Central Oregon Symphony holds spring concert

Coffee and cantatas with Michael Gesme

By David Jasper / The Bulletin


Published May 16, 2014 at 01:21AM / Updated May 16, 2014 at 06:29AM

If you go

What: Central Oregon Symphony Spring Concert

When: 7:30 p.m. Saturday and Monday, 2 p.m. Sunday

Where: Bend High School, 230 N.E. Sixth St.

Cost: Free, but ticket required

Contact: www.cosymphony.com, info@cosymphony.com or 541-317-3941

Each season, Central Oregon Symphony holds concerts in the fall, winter and spring.

To be sure, there are folks in town who would never consider missing any of them.

And each time I interview symphony conductor Michael Gesme over a cup of coffee, I’m reminded anew that we in Central Oregon are lucky to have him — and that everyone in town would show up if they were fortunate enough to hear the maestro wax eloquent about the upcoming concert.

And that’s not just the coffee talking.

It’s not too late for you to see and hear Gesme yourself. This weekend, the symphony holds its spring concert, featuring two longer works: Maurice Ravel’s “Mother Goose Suite” and local composer Clyde Thompson’s 65-minute cantata, “We Have Spoken — Voices from Native America.” For the latter, the 48-voice Central Oregon Mastersingers, which Thompson directs, will also perform.

The concert opens with early 20th century composer Ravel’s “Mother Goose Suite,” or Ma Mère l’Oye Suite.

Ravel is among a handful of composers “who took the time at some point in their careers to write pieces for children,” Gesme said. “But what they really are is pieces for pianists who are young in their study.”

Specifically, Ravel was inspired to write the suite for the children of an early 20th century couple whose Parisian apartment was frequented by the likes of himself, composer Igor Stravinsky and writer Jean Cocteau. A year after its 1910 debut, Ravel orchestrated the piano duet’s five movements.

“It’s charming beyond belief to me. It’s beautiful music,” he said.

The reason it’s called “Mother Goose” is because it’s based on fairy tales of yore, calling to mind miniature Tom Thumb, dozing Sleeping Beauty and those opposites Beauty and the Beast.

“It’s very light, and the piece as a whole is a massive feature for the winds section,” Gesme said.
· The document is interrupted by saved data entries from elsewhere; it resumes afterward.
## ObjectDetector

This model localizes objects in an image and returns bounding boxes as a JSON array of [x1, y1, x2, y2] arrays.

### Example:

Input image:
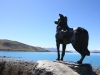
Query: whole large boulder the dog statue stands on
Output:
[[32, 60, 97, 75]]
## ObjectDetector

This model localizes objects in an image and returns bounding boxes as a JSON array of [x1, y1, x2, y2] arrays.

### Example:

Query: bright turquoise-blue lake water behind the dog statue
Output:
[[0, 51, 100, 67]]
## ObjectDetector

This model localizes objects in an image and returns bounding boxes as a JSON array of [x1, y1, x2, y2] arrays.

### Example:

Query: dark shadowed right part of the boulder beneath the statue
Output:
[[55, 61, 93, 75]]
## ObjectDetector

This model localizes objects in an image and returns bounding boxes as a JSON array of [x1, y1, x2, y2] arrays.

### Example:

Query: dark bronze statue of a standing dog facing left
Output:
[[54, 14, 90, 64]]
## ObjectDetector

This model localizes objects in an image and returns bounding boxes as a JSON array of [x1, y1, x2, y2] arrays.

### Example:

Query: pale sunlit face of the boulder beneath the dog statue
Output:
[[32, 60, 79, 75]]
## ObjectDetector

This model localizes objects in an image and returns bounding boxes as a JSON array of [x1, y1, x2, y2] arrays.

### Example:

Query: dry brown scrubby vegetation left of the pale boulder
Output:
[[0, 60, 34, 75]]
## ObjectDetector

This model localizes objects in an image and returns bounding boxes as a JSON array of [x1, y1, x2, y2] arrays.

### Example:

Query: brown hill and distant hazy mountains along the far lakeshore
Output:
[[0, 39, 100, 53]]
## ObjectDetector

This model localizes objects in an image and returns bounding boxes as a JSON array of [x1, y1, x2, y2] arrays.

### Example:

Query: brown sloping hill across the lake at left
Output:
[[0, 40, 48, 52]]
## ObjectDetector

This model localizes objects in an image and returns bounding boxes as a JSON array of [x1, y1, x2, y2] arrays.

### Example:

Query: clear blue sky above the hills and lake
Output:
[[0, 0, 100, 50]]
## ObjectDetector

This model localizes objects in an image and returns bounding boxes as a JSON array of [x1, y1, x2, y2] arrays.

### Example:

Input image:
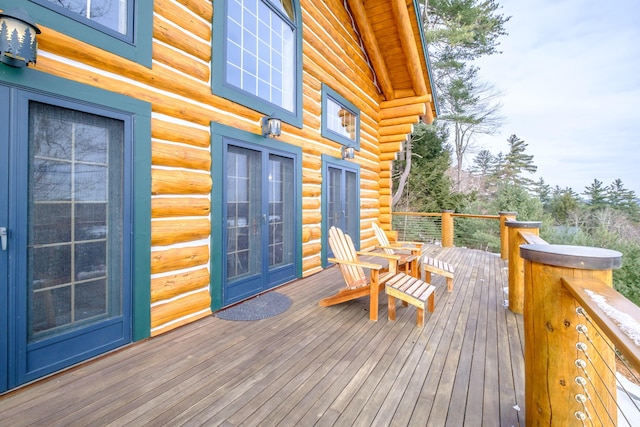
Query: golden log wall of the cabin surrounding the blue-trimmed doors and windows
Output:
[[7, 0, 431, 335]]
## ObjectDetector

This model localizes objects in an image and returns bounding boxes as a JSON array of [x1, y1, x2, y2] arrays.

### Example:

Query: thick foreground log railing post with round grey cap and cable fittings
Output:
[[520, 244, 622, 426]]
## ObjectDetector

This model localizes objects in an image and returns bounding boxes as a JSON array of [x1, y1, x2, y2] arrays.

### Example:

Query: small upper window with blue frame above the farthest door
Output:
[[322, 84, 360, 150]]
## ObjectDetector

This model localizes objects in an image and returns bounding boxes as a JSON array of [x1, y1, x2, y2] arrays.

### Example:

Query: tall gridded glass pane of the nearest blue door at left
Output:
[[27, 102, 124, 341]]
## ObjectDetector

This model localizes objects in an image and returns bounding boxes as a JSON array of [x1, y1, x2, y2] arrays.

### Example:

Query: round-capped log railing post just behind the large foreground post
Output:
[[505, 221, 542, 314]]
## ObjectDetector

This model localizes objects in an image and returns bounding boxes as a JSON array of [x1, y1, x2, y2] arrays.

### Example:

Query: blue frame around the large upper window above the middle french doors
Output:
[[211, 0, 302, 128]]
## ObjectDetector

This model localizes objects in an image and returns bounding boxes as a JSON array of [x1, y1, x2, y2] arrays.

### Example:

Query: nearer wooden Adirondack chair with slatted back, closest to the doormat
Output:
[[319, 227, 398, 320]]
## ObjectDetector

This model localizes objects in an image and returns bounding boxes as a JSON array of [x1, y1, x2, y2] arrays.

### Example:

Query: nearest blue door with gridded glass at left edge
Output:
[[0, 86, 131, 391]]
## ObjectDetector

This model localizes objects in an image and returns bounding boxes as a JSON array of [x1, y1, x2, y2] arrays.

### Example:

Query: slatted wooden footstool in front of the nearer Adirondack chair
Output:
[[385, 273, 436, 327]]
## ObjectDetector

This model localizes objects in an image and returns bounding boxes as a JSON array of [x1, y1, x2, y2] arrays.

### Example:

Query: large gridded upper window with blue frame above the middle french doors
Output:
[[212, 0, 302, 125]]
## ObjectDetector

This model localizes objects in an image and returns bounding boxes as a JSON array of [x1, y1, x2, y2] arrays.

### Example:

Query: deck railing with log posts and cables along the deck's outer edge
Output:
[[393, 211, 640, 426]]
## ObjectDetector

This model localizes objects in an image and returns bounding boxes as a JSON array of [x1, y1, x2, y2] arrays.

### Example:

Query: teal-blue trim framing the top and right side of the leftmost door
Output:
[[0, 64, 151, 341]]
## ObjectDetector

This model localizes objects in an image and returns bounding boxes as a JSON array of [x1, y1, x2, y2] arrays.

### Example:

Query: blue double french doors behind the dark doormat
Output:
[[223, 142, 297, 305]]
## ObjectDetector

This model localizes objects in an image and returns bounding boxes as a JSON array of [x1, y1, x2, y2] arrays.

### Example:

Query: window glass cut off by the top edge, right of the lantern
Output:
[[38, 0, 134, 35]]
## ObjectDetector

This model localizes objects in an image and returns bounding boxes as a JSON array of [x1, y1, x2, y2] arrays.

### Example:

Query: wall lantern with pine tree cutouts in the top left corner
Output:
[[0, 8, 40, 67]]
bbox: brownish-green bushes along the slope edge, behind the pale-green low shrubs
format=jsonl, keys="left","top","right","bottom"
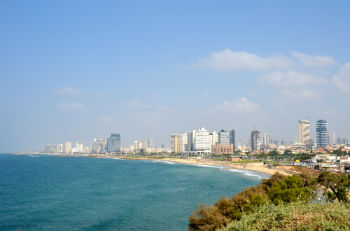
{"left": 188, "top": 174, "right": 312, "bottom": 231}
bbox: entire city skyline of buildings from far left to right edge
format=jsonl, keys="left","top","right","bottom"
{"left": 44, "top": 120, "right": 348, "bottom": 156}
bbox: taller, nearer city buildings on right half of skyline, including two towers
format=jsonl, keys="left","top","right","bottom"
{"left": 170, "top": 120, "right": 348, "bottom": 155}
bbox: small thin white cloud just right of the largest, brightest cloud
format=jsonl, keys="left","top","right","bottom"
{"left": 292, "top": 51, "right": 337, "bottom": 68}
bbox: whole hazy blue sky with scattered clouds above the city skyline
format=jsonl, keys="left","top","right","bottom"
{"left": 0, "top": 0, "right": 350, "bottom": 152}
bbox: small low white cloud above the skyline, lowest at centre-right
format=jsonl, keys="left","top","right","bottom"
{"left": 216, "top": 97, "right": 262, "bottom": 114}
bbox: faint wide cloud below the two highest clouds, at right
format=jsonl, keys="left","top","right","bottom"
{"left": 259, "top": 70, "right": 327, "bottom": 88}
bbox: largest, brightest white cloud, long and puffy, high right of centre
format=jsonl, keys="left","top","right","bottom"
{"left": 193, "top": 49, "right": 293, "bottom": 71}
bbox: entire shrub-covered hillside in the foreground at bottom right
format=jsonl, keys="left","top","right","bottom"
{"left": 188, "top": 172, "right": 350, "bottom": 231}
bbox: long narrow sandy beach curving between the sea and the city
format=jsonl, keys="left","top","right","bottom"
{"left": 12, "top": 153, "right": 293, "bottom": 176}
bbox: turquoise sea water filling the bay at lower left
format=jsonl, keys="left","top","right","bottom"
{"left": 0, "top": 154, "right": 261, "bottom": 230}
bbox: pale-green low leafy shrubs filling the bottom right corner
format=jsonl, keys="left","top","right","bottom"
{"left": 220, "top": 202, "right": 350, "bottom": 231}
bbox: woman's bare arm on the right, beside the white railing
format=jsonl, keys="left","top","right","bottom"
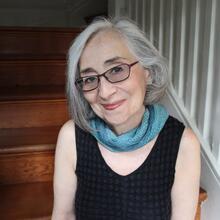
{"left": 171, "top": 129, "right": 200, "bottom": 220}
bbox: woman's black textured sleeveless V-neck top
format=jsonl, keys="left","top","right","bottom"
{"left": 75, "top": 116, "right": 184, "bottom": 220}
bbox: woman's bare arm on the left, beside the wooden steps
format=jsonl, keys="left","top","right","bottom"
{"left": 52, "top": 121, "right": 77, "bottom": 220}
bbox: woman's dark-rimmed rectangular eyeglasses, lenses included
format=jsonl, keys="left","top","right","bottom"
{"left": 75, "top": 61, "right": 138, "bottom": 92}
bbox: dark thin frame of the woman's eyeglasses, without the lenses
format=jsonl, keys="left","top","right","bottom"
{"left": 75, "top": 61, "right": 139, "bottom": 92}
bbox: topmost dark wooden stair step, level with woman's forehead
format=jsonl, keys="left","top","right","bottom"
{"left": 0, "top": 27, "right": 81, "bottom": 60}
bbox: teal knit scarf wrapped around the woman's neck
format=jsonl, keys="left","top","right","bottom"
{"left": 90, "top": 104, "right": 168, "bottom": 152}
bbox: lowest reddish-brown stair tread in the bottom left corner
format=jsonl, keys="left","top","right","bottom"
{"left": 0, "top": 182, "right": 53, "bottom": 220}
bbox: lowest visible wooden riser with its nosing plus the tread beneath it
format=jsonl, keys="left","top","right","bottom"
{"left": 0, "top": 144, "right": 55, "bottom": 220}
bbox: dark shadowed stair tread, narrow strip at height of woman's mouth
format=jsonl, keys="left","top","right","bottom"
{"left": 0, "top": 85, "right": 65, "bottom": 101}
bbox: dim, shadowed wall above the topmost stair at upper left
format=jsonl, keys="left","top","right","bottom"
{"left": 0, "top": 0, "right": 108, "bottom": 27}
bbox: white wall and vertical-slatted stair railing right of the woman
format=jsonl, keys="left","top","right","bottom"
{"left": 109, "top": 0, "right": 220, "bottom": 220}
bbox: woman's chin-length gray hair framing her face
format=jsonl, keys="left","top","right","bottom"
{"left": 66, "top": 18, "right": 168, "bottom": 131}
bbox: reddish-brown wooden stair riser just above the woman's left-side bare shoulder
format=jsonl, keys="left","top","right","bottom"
{"left": 0, "top": 99, "right": 68, "bottom": 129}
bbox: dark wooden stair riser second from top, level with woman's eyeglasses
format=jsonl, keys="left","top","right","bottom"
{"left": 0, "top": 59, "right": 66, "bottom": 87}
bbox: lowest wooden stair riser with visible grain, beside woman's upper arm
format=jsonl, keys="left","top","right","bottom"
{"left": 0, "top": 150, "right": 54, "bottom": 185}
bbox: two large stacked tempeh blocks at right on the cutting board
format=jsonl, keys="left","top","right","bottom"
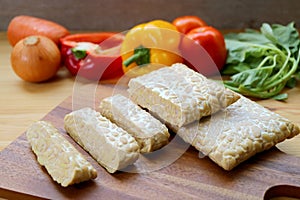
{"left": 128, "top": 64, "right": 299, "bottom": 170}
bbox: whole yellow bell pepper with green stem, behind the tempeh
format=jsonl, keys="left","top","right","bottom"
{"left": 121, "top": 20, "right": 183, "bottom": 77}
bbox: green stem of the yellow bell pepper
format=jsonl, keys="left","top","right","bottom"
{"left": 123, "top": 45, "right": 150, "bottom": 67}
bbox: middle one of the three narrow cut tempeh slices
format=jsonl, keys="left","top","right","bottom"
{"left": 64, "top": 108, "right": 139, "bottom": 173}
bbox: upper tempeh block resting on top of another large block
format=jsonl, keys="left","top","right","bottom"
{"left": 128, "top": 63, "right": 239, "bottom": 127}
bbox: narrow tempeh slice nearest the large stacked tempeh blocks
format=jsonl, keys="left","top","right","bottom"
{"left": 99, "top": 94, "right": 170, "bottom": 153}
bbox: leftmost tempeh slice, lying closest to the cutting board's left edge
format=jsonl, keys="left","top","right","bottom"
{"left": 26, "top": 121, "right": 97, "bottom": 187}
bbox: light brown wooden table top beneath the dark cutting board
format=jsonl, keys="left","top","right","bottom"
{"left": 0, "top": 32, "right": 300, "bottom": 156}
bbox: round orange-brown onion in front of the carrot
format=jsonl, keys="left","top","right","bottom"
{"left": 10, "top": 35, "right": 61, "bottom": 82}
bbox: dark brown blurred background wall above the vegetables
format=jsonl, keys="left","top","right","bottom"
{"left": 0, "top": 0, "right": 300, "bottom": 31}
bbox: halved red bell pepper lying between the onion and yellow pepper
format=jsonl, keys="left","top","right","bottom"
{"left": 60, "top": 32, "right": 124, "bottom": 80}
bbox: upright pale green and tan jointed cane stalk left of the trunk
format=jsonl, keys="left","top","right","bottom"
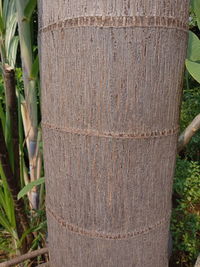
{"left": 16, "top": 0, "right": 38, "bottom": 209}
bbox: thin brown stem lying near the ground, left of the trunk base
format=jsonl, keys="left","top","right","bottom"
{"left": 0, "top": 248, "right": 48, "bottom": 267}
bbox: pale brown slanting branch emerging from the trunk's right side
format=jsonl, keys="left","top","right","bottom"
{"left": 178, "top": 114, "right": 200, "bottom": 153}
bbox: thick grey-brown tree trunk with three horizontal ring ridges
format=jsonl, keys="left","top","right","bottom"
{"left": 39, "top": 0, "right": 189, "bottom": 267}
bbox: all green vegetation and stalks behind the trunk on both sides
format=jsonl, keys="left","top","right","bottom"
{"left": 0, "top": 0, "right": 200, "bottom": 267}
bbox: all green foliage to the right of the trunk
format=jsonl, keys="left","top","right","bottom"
{"left": 171, "top": 3, "right": 200, "bottom": 267}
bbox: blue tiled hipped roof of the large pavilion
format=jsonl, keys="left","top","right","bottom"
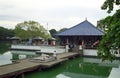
{"left": 56, "top": 20, "right": 104, "bottom": 36}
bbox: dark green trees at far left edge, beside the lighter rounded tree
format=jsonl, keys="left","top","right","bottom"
{"left": 0, "top": 27, "right": 14, "bottom": 40}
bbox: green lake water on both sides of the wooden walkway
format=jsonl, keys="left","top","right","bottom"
{"left": 0, "top": 51, "right": 120, "bottom": 78}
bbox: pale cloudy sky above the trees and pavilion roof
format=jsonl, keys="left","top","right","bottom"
{"left": 0, "top": 0, "right": 115, "bottom": 30}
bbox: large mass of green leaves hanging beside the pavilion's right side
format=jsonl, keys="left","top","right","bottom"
{"left": 98, "top": 10, "right": 120, "bottom": 61}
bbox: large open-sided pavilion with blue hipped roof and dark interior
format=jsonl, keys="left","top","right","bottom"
{"left": 56, "top": 19, "right": 104, "bottom": 51}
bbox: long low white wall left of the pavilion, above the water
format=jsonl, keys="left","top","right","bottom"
{"left": 11, "top": 45, "right": 65, "bottom": 53}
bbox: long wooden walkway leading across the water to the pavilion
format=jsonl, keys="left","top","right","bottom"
{"left": 0, "top": 53, "right": 79, "bottom": 78}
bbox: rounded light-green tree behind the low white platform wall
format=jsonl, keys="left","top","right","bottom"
{"left": 15, "top": 21, "right": 50, "bottom": 39}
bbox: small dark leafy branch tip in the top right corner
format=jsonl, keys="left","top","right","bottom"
{"left": 101, "top": 0, "right": 120, "bottom": 13}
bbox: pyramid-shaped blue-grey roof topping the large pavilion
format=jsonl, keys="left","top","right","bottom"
{"left": 56, "top": 20, "right": 104, "bottom": 35}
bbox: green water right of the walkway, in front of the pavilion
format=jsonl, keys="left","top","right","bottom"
{"left": 25, "top": 58, "right": 120, "bottom": 78}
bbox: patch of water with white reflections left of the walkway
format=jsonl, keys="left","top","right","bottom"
{"left": 0, "top": 51, "right": 37, "bottom": 65}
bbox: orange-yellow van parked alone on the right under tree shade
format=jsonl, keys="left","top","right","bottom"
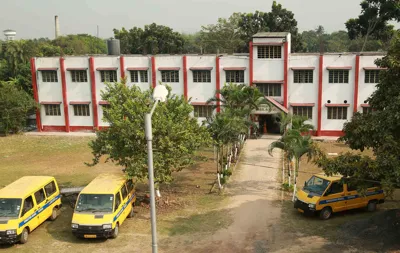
{"left": 294, "top": 174, "right": 385, "bottom": 220}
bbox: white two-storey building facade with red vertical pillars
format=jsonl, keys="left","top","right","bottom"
{"left": 31, "top": 33, "right": 384, "bottom": 136}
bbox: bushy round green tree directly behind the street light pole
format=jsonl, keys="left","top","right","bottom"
{"left": 90, "top": 83, "right": 210, "bottom": 193}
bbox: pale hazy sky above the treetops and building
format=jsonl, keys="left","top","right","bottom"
{"left": 0, "top": 0, "right": 388, "bottom": 39}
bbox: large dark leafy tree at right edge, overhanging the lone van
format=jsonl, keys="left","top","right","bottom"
{"left": 317, "top": 34, "right": 400, "bottom": 190}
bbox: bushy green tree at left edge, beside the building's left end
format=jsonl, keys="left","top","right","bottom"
{"left": 0, "top": 81, "right": 36, "bottom": 135}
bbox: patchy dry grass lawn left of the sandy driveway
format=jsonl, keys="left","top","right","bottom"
{"left": 0, "top": 135, "right": 231, "bottom": 252}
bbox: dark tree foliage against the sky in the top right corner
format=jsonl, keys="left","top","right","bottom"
{"left": 345, "top": 0, "right": 400, "bottom": 51}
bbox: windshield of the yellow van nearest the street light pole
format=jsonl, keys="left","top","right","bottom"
{"left": 75, "top": 194, "right": 114, "bottom": 213}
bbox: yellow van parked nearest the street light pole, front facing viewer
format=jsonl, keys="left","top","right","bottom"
{"left": 71, "top": 174, "right": 136, "bottom": 238}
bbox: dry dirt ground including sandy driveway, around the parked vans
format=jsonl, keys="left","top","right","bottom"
{"left": 0, "top": 136, "right": 400, "bottom": 253}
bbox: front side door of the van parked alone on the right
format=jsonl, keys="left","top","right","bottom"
{"left": 319, "top": 181, "right": 346, "bottom": 212}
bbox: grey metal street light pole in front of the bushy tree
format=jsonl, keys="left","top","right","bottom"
{"left": 144, "top": 100, "right": 158, "bottom": 253}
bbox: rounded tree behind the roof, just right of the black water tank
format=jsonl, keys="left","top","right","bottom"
{"left": 114, "top": 23, "right": 185, "bottom": 54}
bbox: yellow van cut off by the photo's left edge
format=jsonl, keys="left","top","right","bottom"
{"left": 0, "top": 176, "right": 61, "bottom": 243}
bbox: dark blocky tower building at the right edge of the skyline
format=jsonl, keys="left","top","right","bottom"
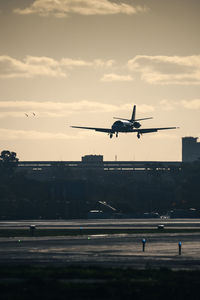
{"left": 182, "top": 136, "right": 200, "bottom": 162}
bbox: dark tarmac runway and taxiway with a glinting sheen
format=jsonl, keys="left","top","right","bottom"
{"left": 0, "top": 219, "right": 200, "bottom": 270}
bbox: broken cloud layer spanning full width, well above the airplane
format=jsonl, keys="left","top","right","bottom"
{"left": 0, "top": 55, "right": 200, "bottom": 85}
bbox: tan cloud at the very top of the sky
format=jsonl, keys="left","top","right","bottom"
{"left": 14, "top": 0, "right": 147, "bottom": 18}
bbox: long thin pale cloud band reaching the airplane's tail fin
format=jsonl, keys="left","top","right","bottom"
{"left": 0, "top": 100, "right": 154, "bottom": 119}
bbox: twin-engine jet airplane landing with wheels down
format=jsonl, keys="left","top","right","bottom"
{"left": 70, "top": 105, "right": 178, "bottom": 139}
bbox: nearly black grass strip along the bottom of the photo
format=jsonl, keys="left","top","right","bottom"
{"left": 0, "top": 265, "right": 200, "bottom": 300}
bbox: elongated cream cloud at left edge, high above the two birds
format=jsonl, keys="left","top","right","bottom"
{"left": 0, "top": 55, "right": 115, "bottom": 78}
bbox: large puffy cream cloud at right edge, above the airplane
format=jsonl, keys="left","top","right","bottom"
{"left": 128, "top": 55, "right": 200, "bottom": 85}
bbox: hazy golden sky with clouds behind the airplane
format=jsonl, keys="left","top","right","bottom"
{"left": 0, "top": 0, "right": 200, "bottom": 161}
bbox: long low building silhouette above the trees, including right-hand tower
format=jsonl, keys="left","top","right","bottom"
{"left": 17, "top": 137, "right": 200, "bottom": 181}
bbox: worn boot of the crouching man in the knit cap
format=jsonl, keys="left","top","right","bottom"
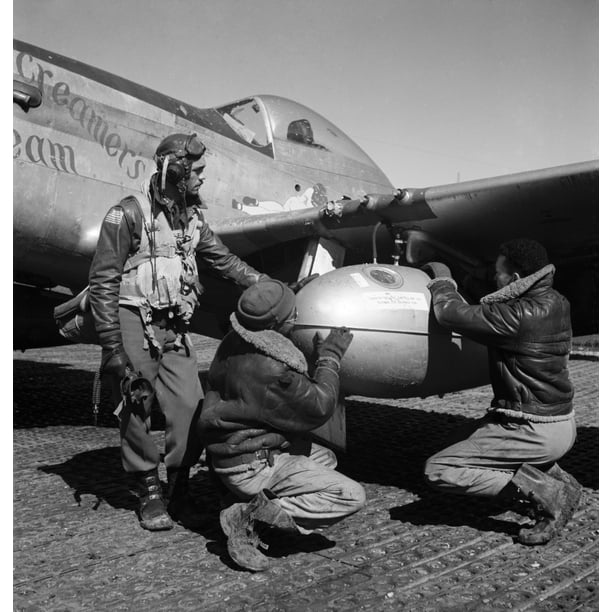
{"left": 219, "top": 494, "right": 270, "bottom": 572}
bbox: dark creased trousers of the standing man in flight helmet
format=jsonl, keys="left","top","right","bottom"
{"left": 113, "top": 307, "right": 204, "bottom": 472}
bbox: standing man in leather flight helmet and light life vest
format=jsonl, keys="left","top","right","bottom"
{"left": 89, "top": 134, "right": 267, "bottom": 531}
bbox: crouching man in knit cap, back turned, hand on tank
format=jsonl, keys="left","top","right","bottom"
{"left": 199, "top": 280, "right": 365, "bottom": 571}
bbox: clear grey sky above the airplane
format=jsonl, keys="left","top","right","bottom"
{"left": 13, "top": 0, "right": 598, "bottom": 187}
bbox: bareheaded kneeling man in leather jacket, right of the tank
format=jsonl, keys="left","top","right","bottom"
{"left": 423, "top": 239, "right": 581, "bottom": 545}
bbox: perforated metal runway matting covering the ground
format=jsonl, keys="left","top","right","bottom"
{"left": 13, "top": 337, "right": 599, "bottom": 612}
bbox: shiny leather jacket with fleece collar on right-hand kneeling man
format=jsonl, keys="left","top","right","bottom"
{"left": 429, "top": 265, "right": 574, "bottom": 420}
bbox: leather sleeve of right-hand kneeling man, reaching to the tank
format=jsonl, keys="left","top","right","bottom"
{"left": 429, "top": 280, "right": 521, "bottom": 344}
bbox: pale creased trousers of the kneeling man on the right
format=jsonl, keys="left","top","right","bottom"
{"left": 425, "top": 411, "right": 576, "bottom": 497}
The piece is scored for, among other instruments, two flutes, two oboes, piccolo, English horn, two clarinets, contrabassoon and two bassoons, not to mention timpani, xylophone, glockenspiel, harp and other instruments that will be a sonic treat to rival the edible ones audiences may enjoy during intermission, along with their coffee.

Bend composer Thompson also orchestrated his “We Have Spoken” cantata, originally written for accompaniment by two pianos and percussion.

In 1991, Thompson was in Boston during a choir tour while doing doctoral work at the University of Missouri-Kansas City. He stopped in a small bookstore, where the owner handed him a book titled “I Have Spoken — American History through the Voices of the Indians.”

Taken with both the poetry and directness of the language, Thompson knew he’d discovered great subject matter for the choral composition his doctoral work required.

The composition at the time contained three of the “We Have Spoken” choruses, but over the years Thompson continued “to read and gather texts that I knew were shaping up to be the libretto for a full-length cantata, which I intended to complete someday,” he writes in the concert’s program notes, which he shared with GO! Magazine.

Opportunity knocked in 2000, when a colleague invited him to write for the Chicago-based New Classic Singers. Thompson’s cantata premiered in Chicago in 2002, followed by a Cascade Chorale performance locally in 2003.

Since then, portions of the cantata have been performed around the country — including opening ceremonies of the National Museum of the American Indian in Washington, D.C.

“This music is all about the words. Every time I read through these texts, they seem to become more and more powerful. Throughout them there’s a sense of spirituality, a sense of the sacred that was a natural part of the Indians’ daily lives, because their land, and all that was around them, was sacred,” Thompson told GO!

“Their music, their singing and drumming, is an expression of that spiritual connection. It’s not meant to be entertainment or art,” he continued. “I can only imagine where it comes from, where it goes and what it says. But it does bring to my mind certain images — I imagine the music coming from a spiritual center and being directed back to some spiritual source. It speaks to me of a world of spirit, with no acting, no show for the sake of show.

“And I’ve just tried to be as honest as I could in expressing my reactions to these extraordinary texts, and to the history of Native Americans.”